Om de cellen in beeld te brengen, leg je vier beelden per put vast op een high-content imager met behulp van de juiste tl-kanalen onder de 10-voudige doelstelling met behulp van geautomatiseerde laserautofocus en pas binning toe tijdens de overname. Sla vervolgens de afbeeldingen op als 16-bits grijswaarden dot-tiff-bestanden, samen met de metagegevens. De herkenning van antilichamen mag niet worden verstoord door conformatieveranderingen in het doeleiwit die kunnen worden veroorzaakt door ligandbinding.
BirB796 heeft bijvoorbeeld een lange off rate en kwantificering van de doelbetrokkenheid is alleen mogelijk door een antigenererende ophaalstap toe te passen. Dit representatieve thermische aggregatiecurve-experiment voor cellen die worden behandeld met positieve en negatieve controleverbindingen illustreert typische eiwitstabilisatiebereiken na behandeling van de cellen met de verbindingen bij verschillende temperaturen. Hier wordt aangetoond dat een typisch isothermale dosisresponsvingsvingvingsvingertexperiment representatieve reeksen eiwitstabilisatie aantoont in reactie op verschillende doses experimentele verbinding.
De toepassing van isothermale warmte-uitdagingen voor samengestelde screening om nieuwe bindmiddelen van het doeleiwit te identificeren, maakt de analyse van een groot aantal verbindingen in één concentratie in één keer mogelijk, voordat isothermale dosisresponsvingeprinting van de hits om de beoogde eiwitstabilisatie te bevestigen. Tijdens het proberen van deze procedure, is het belangrijk om te onthouden dat de exacte experimentele omstandigheden, zoals de lengte en temperatuur van de hitte uitdaging invloed hebben op de waargenomen potentie van de verbindingen. Vergeet niet dat het werken met paraformaldehyde zeer gevaarlijk kan zijn.
En voorzorgsmaatregelen, zoals het volgen van richtlijnen voor institutionele veiligheid, moeten altijd worden genomen tijdens het uitvoeren van deze procedure.

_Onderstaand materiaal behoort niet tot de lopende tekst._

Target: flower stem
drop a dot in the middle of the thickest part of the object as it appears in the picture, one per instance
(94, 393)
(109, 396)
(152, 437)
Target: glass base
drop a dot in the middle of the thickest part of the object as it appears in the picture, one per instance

View the full transcript and gain access to thousands of scientific videos
Dit artikel beschrijft een protocol voor het meten van interactie tussen geneesmiddel en doelwit door middel van high content imaging in een microplaat-compatibele aanpassing van de cellulaire thermische verschuivingstest (CETSA). Deze methode is cruciaal voor het beantwoorden van belangrijke vragen in chemische biologie en geneesmiddelontwikkeling.